Lingue proprie di ogni territorio e comunità, i dialetti ne esprimono il carattere e ne conservano la storia, ricchi di influenze linguistiche che testimoniamo gli incontri tra i popoli avvenuti nei secoli: un codice pieno di potenzialità, che passa dalla parlata quotidiana, al colore popolare dell’ironia, fino alla poesia e al teatro, con il dialetto artistico che si apre anche alla canzone e alla narrativa.
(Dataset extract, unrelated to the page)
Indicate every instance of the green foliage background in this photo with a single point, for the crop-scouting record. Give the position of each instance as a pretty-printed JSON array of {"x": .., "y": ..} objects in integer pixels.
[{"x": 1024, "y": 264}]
Un codice familiare, pregno di emozioni perchè acquisito col vissuto e non con la didattica, e di per sè quindi codice poetico.
Un bene da tutelare e valorizzare, attraverso una sensibilizzazione mai compiuta, che deve rinnovarsi anno dopo anno, al fine di scrivere indelebile la forza dei dialetti.
Usato nei diversi linguaggi da autori locali ma anche da artisti nazionali ed internazionali come I De Filippo, Dario Fo, Totò, Fabrizio de Andrè, Pino Daniele, Matteo Salvatore, Toni Santagata, solo per citarne alcuni, il dialetto da vita a opere d’arte eterne, nel teatro, nella canzone, nella narrativa, nel cinema ed anche nella tv: pensiamo ad esempio all’uso del romano o del napoletano in tanti serie televisive di successo, come per esempio Rocco Schiavone, dai romanzi di Antonio Manzini, che vede protagonista Marco Giallini e tra i collaboratori l’attore sanseverese Gino Nardella: che non ha perso l’occasione per citare, accanto al romano del vicequestore, il sanseverese in diverse scene.
Si ricordi inoltre che l’Italia, da nord a sud, isole comprese, è particolarmente ricca di dialetti, lingue intime che cambiano da paese a paese, da frazione a frazione, ma anche da quartiere a quartiere molto spesso, fino a personalizzarsi nelle parlate familiari e in quelle individuali, generando così un patrimonio inestimabile di vocaboli, locuzioni, modi di dire, slang, slogan, proverbi, barzellette e ricette culinarie.
Detta lingua del peccato, per la trasgressione che costituiva il pronunciarla, diviene lingua di latte con Ugo Foscolosermo familiaris: proprio di una conversazione colta.
Insieme ai già citati autori nazionali ci piace ricordare quelli locali come i Maestri Ciro Pistillo e Attilio Littera, autori di opere fondamentali del dialetto sanseverese e padri del dialetto, Maria Antonietta Avezzano per il teatro, Mauro Valente per i cortometraggi ed il teatro, Michele Pistillo per le filastrocche. Tra le opere musicali la raccolta de Il Canzoniere di San Severo. Per la narrativa da menzionare i racconti in dialetto del M° Michele Monaco: Tre fiabe dialettali del nostro Paese.
Un bene comune, il dialetto, da non dimenticare per non dimenticare sè stessi.